Quantcast

Parsing large XML documents in R - how to optimize the speed?

classic Classic list List threaded Threaded
4 messages Options
Reply | Threaded
Open this post in threaded view
|  
Report Content as Inappropriate
star

Parsing large XML documents in R - how to optimize the speed?

Frederic Fournier
Hello everyone,

I would like to parse very large xml files from MS/MS experiments and
create R objects from their content. (By very large, I mean going up to
5-10Gb, although I am using a 'small' 40M file to test my code.)

My first attempt at parsing the 40M file, using the XML package, took more
than 2200 seconds and left me quite disappointed.
I managed to cut that down to around 40 seconds by:
    -using the 'useInternalNodes' option of the XML package when parsing
the xml tree;
    -vectorizing the parsing (i.e., replacing loops like "for(node in
group.of.nodes) {...}" by "sapply(group.of.node, function(node){...}")
I gained another 5 seconds by making small changes to the functions used
(like replacing 'getNodeset' by 'xmlElementsByTagName' when I don't need to
navigate to the children nodes).
Now I am blocked at around 35 seconds and I would still like to cut this
time by a 5x, but I have no clue what to do to achieve this gain. I'll try
to expose as briefly as possible the relevant structure of the xml file I
am parsing, the structure of the R object I want to create, and the type of
functions I am using to do it. I hope that one of you will be able to point
me towards a better and quicker way of doing the parsing!


Here is the (simplified) structure of the relevant nodes of the xml file:

<model> (many many nodes)
  <protein> (a couple of proteins per model node)
    <peptide> (1 per protein node)
      <domain> (1 or more per peptide node)
        <aa> (0 or more per domain node)
        </aa>
      </domain>
    </peptide>
  </protein>
</model>

Here is the basic structure of the R object that I want to create:

'result' object that contains:
  -various attributes
  -a list of 'protein' objects, each of which containing:
      -various attributes
      -a list of 'peptide' objects, each of which containing:
        -various attributes
        -a list of 'aa' objects, each of which consisting of a couple of
attributes.

Here is the basic structure of the code:

xml.doc <- xmlTreeParse("file", getDTD=FALSE, useInternalNodes=TRUE)
result <- new('S4_result_class')
result@proteins <- xpathApply(xml.doc, "//model/protein",
function(protein.node) {
  protein <- new('S4_protein_class')
  ## fill in a couple of attributes of the protein object using xmlValue
and xmlAttrs(protein.node)
  protein@peptides <- xpathApply(protein.node, "./peptide",
function(peptide.node) {
    peptide <- new('S4_peptide_class')
    ## fill in a couple of attributes of the peptide object using xmlValue
and xmlAttrs(peptide.node)
    peptide@aas <- sapply(xmlElementsByTagName(peptide.node, name="aa"),
function(aa.node) {
      aa <- new('S4_aa_class')
      ## fill in a couple of attributes of the 'aa' object using xmlValue
and xmlAttrs(aa.node)
    })
  })
})
free(xml.doc)


Does anyone know a better and quicker way of doing this?

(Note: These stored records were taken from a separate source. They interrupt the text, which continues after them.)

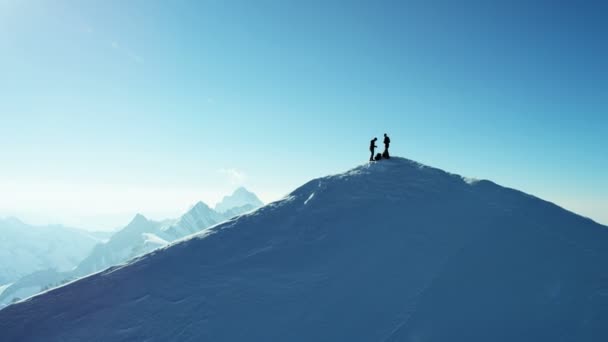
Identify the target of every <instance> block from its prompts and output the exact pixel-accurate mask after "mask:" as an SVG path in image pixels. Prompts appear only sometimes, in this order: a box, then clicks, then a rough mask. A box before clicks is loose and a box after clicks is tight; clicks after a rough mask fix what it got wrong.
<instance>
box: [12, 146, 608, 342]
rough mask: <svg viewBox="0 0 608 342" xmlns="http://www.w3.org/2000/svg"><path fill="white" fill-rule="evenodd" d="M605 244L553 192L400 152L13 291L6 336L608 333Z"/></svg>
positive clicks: (182, 335)
mask: <svg viewBox="0 0 608 342" xmlns="http://www.w3.org/2000/svg"><path fill="white" fill-rule="evenodd" d="M142 222H143V220H142ZM607 246H608V227H605V226H602V225H599V224H597V223H595V222H593V221H592V220H590V219H588V218H585V217H581V216H579V215H576V214H574V213H571V212H568V211H566V210H564V209H562V208H560V207H558V206H556V205H554V204H552V203H549V202H546V201H544V200H541V199H539V198H537V197H534V196H532V195H529V194H525V193H523V192H520V191H517V190H514V189H509V188H505V187H502V186H500V185H497V184H495V183H493V182H491V181H488V180H471V179H468V178H464V177H461V176H458V175H455V174H451V173H448V172H445V171H443V170H440V169H436V168H433V167H429V166H425V165H422V164H419V163H417V162H414V161H411V160H407V159H404V158H398V157H392V158H391V159H390V160H382V161H380V162H371V163H365V164H363V165H360V166H357V167H356V168H354V169H351V170H348V171H346V172H344V173H341V174H337V175H332V176H327V177H323V178H319V179H314V180H311V181H309V182H307V183H306V184H304V185H302V186H301V187H299V188H298V189H296V190H295V191H293V192H292V193H291V194H289V195H288V196H287V197H285V198H284V199H283V200H280V201H277V202H275V203H272V204H269V205H267V206H264V207H263V208H261V209H259V210H256V211H255V212H253V213H251V214H249V215H242V216H239V217H238V218H236V219H233V220H229V221H226V222H224V223H222V224H218V225H215V226H214V227H212V228H209V230H208V231H205V232H203V233H199V234H195V235H192V236H190V237H188V238H184V239H181V240H180V241H178V242H176V243H174V244H171V245H170V246H167V247H166V248H161V249H159V250H157V251H155V252H153V253H148V254H146V255H144V256H142V257H141V258H137V259H135V260H132V261H130V262H129V263H128V264H126V265H121V267H114V268H111V269H108V270H106V271H103V272H98V273H95V274H93V275H91V276H89V277H86V278H83V279H79V280H77V281H74V282H72V283H70V284H67V285H65V286H61V287H58V288H56V289H54V290H52V291H49V292H48V293H44V294H41V295H40V296H36V297H33V298H30V300H27V301H21V302H19V303H16V304H14V305H10V306H8V307H6V308H4V309H2V310H0V336H1V338H2V340H3V341H44V342H55V341H57V342H59V341H87V342H95V341H100V342H105V341H290V342H309V341H348V342H359V341H361V342H369V341H372V342H375V341H377V342H381V341H382V342H391V341H392V342H395V341H425V342H444V341H467V342H487V341H492V342H513V341H517V342H546V341H551V342H553V341H585V342H605V341H608V324H607V323H608V275H607V274H608V273H607V271H606V270H607V269H608V248H607Z"/></svg>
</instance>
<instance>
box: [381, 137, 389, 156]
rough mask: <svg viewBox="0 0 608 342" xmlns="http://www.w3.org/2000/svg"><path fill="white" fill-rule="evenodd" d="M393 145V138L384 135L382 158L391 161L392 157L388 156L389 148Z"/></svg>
mask: <svg viewBox="0 0 608 342" xmlns="http://www.w3.org/2000/svg"><path fill="white" fill-rule="evenodd" d="M390 144H391V138H389V137H388V135H386V133H384V152H382V158H385V159H389V158H390V157H391V156H390V155H389V154H388V146H389V145H390Z"/></svg>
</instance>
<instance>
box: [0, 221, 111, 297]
mask: <svg viewBox="0 0 608 342" xmlns="http://www.w3.org/2000/svg"><path fill="white" fill-rule="evenodd" d="M102 241H103V238H101V237H98V236H96V235H95V234H93V233H90V232H86V231H84V230H80V229H76V228H69V227H64V226H60V225H49V226H34V225H29V224H27V223H24V222H21V221H20V220H18V219H16V218H13V217H10V218H7V219H0V286H2V285H3V284H7V283H11V282H13V281H16V280H18V279H19V278H21V277H23V276H25V275H28V274H30V273H32V272H36V271H40V270H44V269H48V268H54V269H56V270H58V271H69V270H71V269H73V268H74V267H75V266H76V265H78V263H79V262H80V261H81V260H82V259H83V258H85V257H86V256H87V254H88V253H90V252H91V250H92V249H93V246H95V245H96V244H97V243H100V242H102Z"/></svg>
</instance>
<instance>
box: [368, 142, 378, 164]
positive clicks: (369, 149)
mask: <svg viewBox="0 0 608 342" xmlns="http://www.w3.org/2000/svg"><path fill="white" fill-rule="evenodd" d="M376 140H378V138H376V137H374V139H372V141H370V142H369V151H370V152H371V153H372V154H371V155H370V156H369V161H373V160H374V150H375V149H376V147H378V146H376Z"/></svg>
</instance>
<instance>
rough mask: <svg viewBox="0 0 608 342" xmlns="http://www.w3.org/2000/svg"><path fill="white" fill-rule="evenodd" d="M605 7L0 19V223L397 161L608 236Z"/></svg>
mask: <svg viewBox="0 0 608 342" xmlns="http://www.w3.org/2000/svg"><path fill="white" fill-rule="evenodd" d="M607 15H608V5H606V4H605V3H604V4H599V3H595V2H588V3H581V2H574V1H572V2H567V1H564V2H559V4H558V3H557V2H554V1H534V2H529V1H502V2H492V1H461V2H455V1H428V0H427V1H314V0H312V1H297V2H296V1H279V0H276V1H211V0H209V1H109V0H106V1H86V2H84V1H65V0H64V1H52V2H51V1H33V0H23V1H16V0H4V1H0V46H1V51H2V53H1V54H0V74H1V75H2V76H1V77H0V94H2V95H0V96H1V99H2V100H1V101H0V120H1V121H0V133H1V134H0V160H1V161H2V166H1V167H0V216H2V215H16V216H18V217H20V218H23V219H24V220H29V221H34V222H38V223H41V222H48V221H52V222H59V223H65V224H72V225H80V226H84V227H88V228H91V229H93V228H99V229H108V228H113V227H117V226H120V225H123V224H125V223H126V222H127V221H128V220H129V218H130V217H131V216H132V215H133V214H134V213H135V212H141V213H143V214H145V215H147V216H149V217H152V218H158V219H160V218H163V217H167V216H177V215H179V214H180V213H181V212H183V211H184V210H186V209H187V207H188V206H189V205H191V204H193V203H194V202H195V201H197V200H203V201H205V202H207V203H209V204H214V203H215V202H216V201H218V200H219V199H220V198H221V196H223V195H224V194H226V193H228V192H230V191H232V190H233V189H234V187H235V186H237V185H245V186H247V187H248V188H250V189H251V190H253V191H254V192H256V193H258V194H259V195H260V197H262V199H263V200H265V201H270V200H274V199H278V198H280V197H281V196H282V195H284V194H286V193H288V192H289V191H291V190H293V189H294V188H295V187H297V186H299V185H301V184H302V183H304V182H305V181H307V180H309V179H311V178H313V177H318V176H323V175H326V174H329V173H335V172H341V171H344V170H346V169H348V168H351V167H353V166H355V165H357V164H359V163H362V162H364V161H365V160H366V158H367V157H368V152H367V147H368V143H369V140H370V139H371V138H372V137H373V136H379V137H380V136H381V135H382V133H384V132H388V133H389V135H390V136H391V138H392V141H393V146H392V149H393V154H395V155H399V156H404V157H407V158H410V159H415V160H417V161H420V162H423V163H427V164H430V165H433V166H437V167H440V168H443V169H445V170H448V171H451V172H455V173H460V174H463V175H465V176H469V177H476V178H487V179H491V180H494V181H496V182H498V183H500V184H502V185H506V186H510V187H514V188H518V189H521V190H523V191H526V192H529V193H532V194H535V195H537V196H539V197H542V198H545V199H547V200H550V201H553V202H556V203H558V204H560V205H562V206H564V207H566V208H568V209H571V210H574V211H576V212H578V213H580V214H583V215H585V216H589V217H592V218H593V219H595V220H597V221H599V222H601V223H604V224H608V177H607V176H606V170H608V154H607V153H606V151H607V150H608V148H607V147H608V146H607V145H608V144H607V142H606V141H607V140H606V137H607V133H608V62H606V61H608V44H607V43H606V39H605V37H606V35H607V34H608V24H607V23H606V21H605V18H606V16H607Z"/></svg>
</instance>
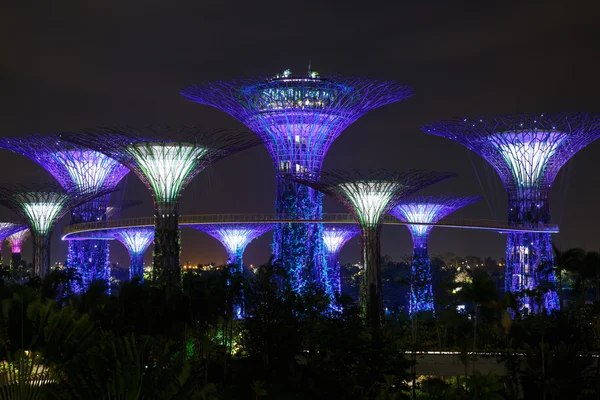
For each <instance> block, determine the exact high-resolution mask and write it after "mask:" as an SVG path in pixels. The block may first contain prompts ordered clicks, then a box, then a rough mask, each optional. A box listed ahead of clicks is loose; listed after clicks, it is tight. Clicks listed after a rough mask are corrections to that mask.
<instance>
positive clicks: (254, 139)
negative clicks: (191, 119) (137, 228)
mask: <svg viewBox="0 0 600 400" xmlns="http://www.w3.org/2000/svg"><path fill="white" fill-rule="evenodd" d="M107 137H110V138H111V140H106V138H107ZM64 138H65V140H68V141H72V142H74V143H77V144H79V145H81V146H85V147H89V148H92V149H94V150H97V151H99V152H102V153H104V154H106V155H108V156H109V157H112V158H114V159H116V160H118V161H119V162H121V163H122V164H124V165H126V166H127V167H129V168H130V169H131V170H132V171H134V172H135V174H136V175H137V176H138V178H140V180H141V181H142V182H143V183H144V184H145V185H146V187H147V188H148V190H149V191H150V192H151V194H152V198H153V202H154V216H155V234H154V270H153V273H154V274H155V276H156V277H157V278H160V277H161V276H163V275H164V276H165V278H166V279H168V280H171V281H178V280H179V279H178V276H179V250H180V246H179V228H178V217H179V209H178V208H179V197H180V196H181V194H182V192H183V190H184V189H185V187H186V186H187V184H188V183H189V182H190V181H191V180H192V179H193V178H194V177H195V176H196V175H197V174H198V173H200V172H201V171H202V170H203V169H204V168H206V167H207V166H208V165H210V164H211V163H213V162H216V161H218V160H220V159H222V158H224V157H227V156H229V155H231V154H234V153H236V152H238V151H241V150H244V149H247V148H250V147H253V146H256V145H258V144H260V140H259V139H258V138H256V137H255V136H253V135H250V134H247V133H244V132H237V131H233V130H225V129H219V130H213V131H204V130H201V129H199V128H194V127H185V126H183V127H176V128H171V127H146V128H142V129H134V128H129V127H122V128H99V129H91V130H85V131H81V132H77V133H73V134H68V135H64Z"/></svg>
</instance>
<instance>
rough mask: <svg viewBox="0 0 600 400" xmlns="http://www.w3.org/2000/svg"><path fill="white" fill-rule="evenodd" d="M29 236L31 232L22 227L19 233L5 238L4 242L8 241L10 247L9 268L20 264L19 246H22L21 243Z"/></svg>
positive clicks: (25, 239) (17, 265) (21, 244)
mask: <svg viewBox="0 0 600 400" xmlns="http://www.w3.org/2000/svg"><path fill="white" fill-rule="evenodd" d="M30 234H31V231H30V230H29V228H27V227H23V229H21V230H20V231H18V232H15V233H13V234H12V235H10V236H9V237H7V238H6V240H8V244H9V245H10V251H11V256H10V265H11V267H16V266H18V265H19V263H20V262H21V246H22V245H23V242H25V240H27V238H28V237H29V236H30Z"/></svg>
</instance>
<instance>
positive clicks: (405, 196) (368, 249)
mask: <svg viewBox="0 0 600 400" xmlns="http://www.w3.org/2000/svg"><path fill="white" fill-rule="evenodd" d="M452 176H454V175H453V174H450V173H440V172H427V171H419V170H410V171H407V172H397V171H391V170H385V169H380V170H371V171H368V172H367V173H359V172H356V171H339V170H334V171H328V172H323V173H322V174H321V176H320V177H319V176H311V175H305V176H296V177H293V178H292V179H294V180H296V181H297V182H300V183H302V184H304V185H308V186H311V187H313V188H314V189H316V190H319V191H321V192H323V193H325V194H327V195H330V196H332V197H334V198H336V199H337V200H338V201H340V202H341V203H343V204H344V205H345V206H346V208H347V209H348V211H350V212H351V213H352V214H353V215H354V216H355V218H356V220H357V221H358V223H359V224H360V233H361V246H362V263H363V268H364V283H363V288H362V289H361V299H362V302H363V305H364V307H365V313H366V317H367V320H368V321H369V323H370V324H371V326H373V327H378V326H380V325H381V323H382V321H383V303H382V293H381V287H382V285H381V254H380V243H379V235H380V231H381V218H382V216H384V215H385V214H387V213H388V212H389V211H390V209H391V208H392V207H394V205H396V204H397V203H398V202H399V201H400V200H401V199H402V198H404V197H406V196H410V195H411V194H413V193H415V192H417V191H418V190H420V189H423V188H425V187H427V186H429V185H432V184H434V183H436V182H439V181H442V180H444V179H448V178H450V177H452Z"/></svg>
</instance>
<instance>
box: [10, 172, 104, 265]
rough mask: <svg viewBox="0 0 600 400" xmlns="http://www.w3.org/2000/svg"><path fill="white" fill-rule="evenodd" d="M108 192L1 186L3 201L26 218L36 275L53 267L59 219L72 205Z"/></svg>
mask: <svg viewBox="0 0 600 400" xmlns="http://www.w3.org/2000/svg"><path fill="white" fill-rule="evenodd" d="M105 194H106V192H100V193H96V192H86V193H80V192H79V191H78V190H77V189H75V188H73V189H72V190H71V191H65V190H63V188H61V187H60V186H58V185H49V184H46V185H27V186H24V185H17V184H15V185H0V204H2V205H4V206H6V207H8V208H10V209H11V210H13V211H14V212H15V213H17V214H19V215H20V216H21V217H22V218H23V219H25V220H27V222H28V225H29V228H30V229H31V232H32V236H33V267H34V274H35V275H36V276H40V277H44V276H45V275H46V274H47V273H48V271H49V270H50V235H51V233H52V230H53V229H54V226H55V225H56V222H57V221H58V220H59V219H60V218H62V217H63V216H64V215H65V214H66V213H68V212H69V211H70V210H72V209H73V208H75V207H77V206H79V205H81V204H84V203H85V202H87V201H90V200H92V199H93V198H94V197H96V196H103V195H105Z"/></svg>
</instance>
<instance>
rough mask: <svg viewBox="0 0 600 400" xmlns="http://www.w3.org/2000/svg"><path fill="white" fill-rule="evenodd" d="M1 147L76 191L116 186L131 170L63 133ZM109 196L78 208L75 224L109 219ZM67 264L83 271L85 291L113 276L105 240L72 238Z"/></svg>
mask: <svg viewBox="0 0 600 400" xmlns="http://www.w3.org/2000/svg"><path fill="white" fill-rule="evenodd" d="M0 148H3V149H7V150H10V151H13V152H15V153H18V154H21V155H23V156H26V157H28V158H30V159H31V160H33V161H35V162H36V163H38V164H39V165H41V166H42V167H44V168H45V169H46V170H47V171H48V172H50V174H51V175H52V176H53V177H54V178H55V179H56V180H57V181H58V183H59V184H60V185H61V186H62V187H63V189H66V190H71V189H74V190H75V192H74V193H89V192H96V193H100V192H103V191H110V190H112V189H114V188H115V187H116V186H117V184H118V183H119V181H120V180H121V179H122V178H123V177H124V176H125V175H126V174H127V173H128V172H129V169H127V168H126V167H125V166H123V165H121V164H119V163H118V162H117V161H115V160H114V159H112V158H110V157H107V156H106V155H104V154H102V153H100V152H97V151H93V150H89V149H88V148H85V147H81V146H78V145H74V144H72V143H69V142H66V141H64V140H62V139H61V137H60V136H59V135H28V136H20V137H13V138H0ZM108 197H109V195H105V196H99V197H95V198H94V199H93V200H91V201H90V202H88V203H85V204H82V205H80V206H78V207H76V208H75V209H74V210H73V212H72V215H71V223H73V224H76V223H81V222H92V221H102V220H106V209H107V202H108ZM67 265H68V266H69V267H73V268H76V269H77V270H78V271H79V273H80V274H81V282H82V286H83V287H82V288H80V289H81V290H85V289H86V288H87V287H88V285H89V283H90V282H91V281H92V280H94V279H102V280H105V281H108V280H109V279H110V262H109V247H108V242H107V241H105V240H95V239H90V240H71V241H69V250H68V256H67Z"/></svg>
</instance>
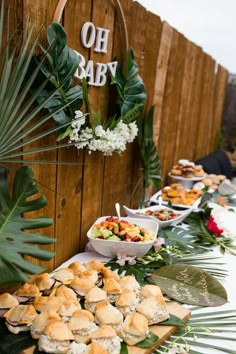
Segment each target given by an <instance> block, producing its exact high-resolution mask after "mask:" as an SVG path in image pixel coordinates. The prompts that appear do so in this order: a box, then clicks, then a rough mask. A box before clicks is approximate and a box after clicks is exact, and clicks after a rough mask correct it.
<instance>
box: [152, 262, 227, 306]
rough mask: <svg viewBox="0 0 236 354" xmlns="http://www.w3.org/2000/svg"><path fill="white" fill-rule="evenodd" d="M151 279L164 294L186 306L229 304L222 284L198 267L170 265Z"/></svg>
mask: <svg viewBox="0 0 236 354" xmlns="http://www.w3.org/2000/svg"><path fill="white" fill-rule="evenodd" d="M150 278H151V279H152V281H153V282H154V284H156V285H158V286H160V288H161V289H162V292H163V293H165V294H167V295H168V296H169V297H171V298H172V299H174V300H176V301H178V302H181V303H184V304H190V305H199V306H220V305H223V304H225V303H226V302H227V293H226V291H225V289H224V287H223V286H222V285H221V283H220V282H219V281H218V280H216V279H215V278H214V277H212V276H211V275H210V274H208V273H207V272H205V271H204V270H202V269H199V268H197V267H193V266H190V265H186V264H175V265H169V266H166V267H162V268H161V269H160V270H158V271H157V272H155V273H153V274H151V276H150Z"/></svg>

Sorry for the very long message and thank you very much for your time and
help!

Frederic

        [[alternative HTML version deleted]]

______________________________________________
[hidden email] mailing list
https://stat.ethz.ch/mailman/listinfo/r-help
PLEASE do read the posting guide http://www.R-project.org/posting-guide.html
and provide commented, minimal, self-contained, reproducible code.
Reply | Threaded
Open this post in threaded view
|  
Report Content as Inappropriate
star

Re: Parsing large XML documents in R - how to optimize the speed?

Martin Morgan
On 08/10/2012 03:46 PM, Frederic Fournier wrote:
> Hello everyone,
>
> I would like to parse very large xml files from MS/MS experiments and
> create R objects from their content. (By very large, I mean going up to
> 5-10Gb, although I am using a 'small' 40M file to test my code.)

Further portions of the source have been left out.